Demirel, konu ile ilgil, olarak yaptığı yazılı açıklamada, daimi olarak Almanya'da ikamet eden tüm insanların, geldikleri ülkelere bakılmaksızın yerel seçimlerde oy kullanma hakkına sahip olması gerektiğini belirterek,  "Almanya`da üç aydır ikamet eden tüm Avrupa Birliği vatandaşları yerel seçimlerde ve Avrupa Parlamentosu seçimlerinde oy hakkına sahipken, yıllardır Almanya`da sürekli ikamet eden diğer ülke vatandaşları, AB ülkelerinden gelmedikleri için yerel seçim hakkına sahip değiller" şeklinde açıklamada bulundu.

Demirel, "Bu bir demokrasi ayıbıdır. Bugün bir çok Avrupa ülkesinde yıllardır uygulanan, belli bir ikamet süresi sonrasında herkesin elde ettiği yerel seçim hakkı, Almanya`da da uygulanmalıdır. Avrupa Birliği vatandaşı olmayan, ancak daimi ikametleri Almanya olan insanların da yerel yönetimlerde alınan kararlarda, bir çok Avrupa Birliği ülkesinde olduğu gibi, söz hakkı olması gerekir. Burada birinci ve ikinci sınıf vatandaşlık şeklinde bir ayrımcılık kabul edilemez’ dedi.

Almanya’da yaşayan 4 milyonun üzerinde göçmenin  yerel seçimlerde oy kullanamadığına dikkati çeken Demirel, ‚’Bu kitlenin en temel siyasal katılım hakkından mahrum bırakılması ne demokrasi ilkeleriyle ne de sıkça sözü edilen entegrasyon hedefiyle bağdaşmıyor. Yerel seçimlere katılım hakkı, Almanya’da yaşayan göçmenlerin entgerasyonu bağlamında da büyük önem taşımaktadı’ şeklinde açıklamada bulundu.

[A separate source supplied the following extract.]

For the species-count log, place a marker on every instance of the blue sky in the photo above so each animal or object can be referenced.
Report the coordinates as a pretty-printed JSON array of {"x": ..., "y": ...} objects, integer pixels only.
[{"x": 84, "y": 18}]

Demirel, açıklamasında şunlara yer verdi: ‚’Başarılı entegrasyonun temelinde katılım, ve hakların tanınması yatmaktadır. Demokrasinin temel haklarından başında seçme ve seçilme hakkı gelir. Bugün çok kültürlülük ve çok dillilik gerek ekonomik anlamda gerek se sosyal anlamda bir zenginliktir. Toplumda uyum, esitlilik ve barış içinde yaşamanın temel kuralı, herkesin eşit haklara ve eşit şansa sahip olmasıyla gerçekleşebilir.

Bu yüzden de demokrasinin gereği olan katılımcılık ve karar alma aşamalarında, özellikle insanların kendi yaşadıkları bölgelerde söz sahibi ve oy kullanma hakkına sahip olmaları gerekmektedir. Üçüncü ülke vatandaşlarına yerel seçimlere katılım hakkı tanınmadığı sürece toplumumuzun kayda değer bir bölümü demokratik ve siyasal süreçlerden dışlanmış olacaklardır. Dolayısıyla göçmen popülasyonu yoğun olan bölgelerde demokrasi boşluğu oluşmaktadır. Çoğunluğun iradesi azınlığa dönüştürülmekte, gözardı edilmektedir’’

 

 

Demirel, açıklamasını şöyle tamamladı: ‚’1992 yılında Maastricht Anlaşması ile tüm AB vatandaşlarına yerel seçimlere katılım hakkını tanınmıştır. O tarihten bu yana sürekli ikameti Almanya’da bulunan tüm AB vatandaşları yerel düzeyde seçme ve seçilme hakkına sahipler. Edinilen deneyimler bu kararın ne kadar yerinde olduğunu gösteriyor."